Hab über 2 Stunden gegoogelt und einiges ausprobiert, aber nichts funktioniert. Ich hoffe ihr könnt mir helfen.

MFG


----------



## Neurodeamon (16. Oktober 2005)

Manchmal ist ein kleiner Fehler fies, hinterhältig, böse und gemein. Du hast nicht erwähnt dem Ordner */home/ural/Projekte* mit chown/chmod die nötigen Rechte gegeben zu haben. Wenn Du Glück hast liegt es daran.

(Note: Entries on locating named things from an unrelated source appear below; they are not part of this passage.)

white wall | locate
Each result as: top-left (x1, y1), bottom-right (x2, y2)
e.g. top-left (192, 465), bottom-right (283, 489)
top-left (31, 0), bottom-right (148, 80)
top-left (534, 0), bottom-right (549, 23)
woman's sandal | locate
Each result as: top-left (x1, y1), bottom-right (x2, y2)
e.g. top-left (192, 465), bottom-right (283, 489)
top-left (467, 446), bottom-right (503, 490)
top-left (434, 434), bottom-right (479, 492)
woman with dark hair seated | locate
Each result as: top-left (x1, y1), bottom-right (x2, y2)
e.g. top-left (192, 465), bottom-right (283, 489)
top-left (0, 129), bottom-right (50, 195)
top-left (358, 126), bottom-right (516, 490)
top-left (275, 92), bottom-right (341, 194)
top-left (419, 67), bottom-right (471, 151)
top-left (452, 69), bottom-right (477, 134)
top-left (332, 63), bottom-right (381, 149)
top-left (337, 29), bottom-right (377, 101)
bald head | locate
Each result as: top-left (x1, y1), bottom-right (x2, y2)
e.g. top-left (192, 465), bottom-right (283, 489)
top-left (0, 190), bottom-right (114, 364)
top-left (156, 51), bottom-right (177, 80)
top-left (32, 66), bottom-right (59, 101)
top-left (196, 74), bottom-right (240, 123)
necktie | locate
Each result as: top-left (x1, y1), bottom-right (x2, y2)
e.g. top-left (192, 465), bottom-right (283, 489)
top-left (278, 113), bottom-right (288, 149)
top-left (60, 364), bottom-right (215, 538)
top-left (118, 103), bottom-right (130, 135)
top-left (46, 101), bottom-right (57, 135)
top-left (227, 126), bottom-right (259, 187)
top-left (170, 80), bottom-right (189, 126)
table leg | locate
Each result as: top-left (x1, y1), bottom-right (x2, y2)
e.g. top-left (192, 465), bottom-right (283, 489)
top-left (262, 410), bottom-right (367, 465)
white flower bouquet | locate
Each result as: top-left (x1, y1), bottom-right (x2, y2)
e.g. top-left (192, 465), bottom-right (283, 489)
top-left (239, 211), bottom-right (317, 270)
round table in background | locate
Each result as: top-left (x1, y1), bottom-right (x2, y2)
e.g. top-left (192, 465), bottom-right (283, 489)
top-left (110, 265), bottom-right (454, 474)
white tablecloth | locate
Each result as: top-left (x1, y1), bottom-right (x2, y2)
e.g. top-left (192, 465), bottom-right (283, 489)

Ansonsten melde Dich nochmal, dann überprüfe ich mit etwas mehr Zeit die gepostete Konfiguration. (Bin grad nicht daheim).


----------



## CikoNo1 (17. Oktober 2005)

Stimmt habe ich vergessen dazu zu schreiben, habe also den Ordner /home/ural/Projekte angelegt und ihnen mal 777 vergeben, ich denke daran liegt es nicht, oder?


----------



## Neurodeamon (17. Oktober 2005)

So ich habe das nochmal überflogen.
Der kleine Ausschnitt scheint aber korrekt zu sein.
Könntest Du Die komplette smb.conf als Datei anhängen?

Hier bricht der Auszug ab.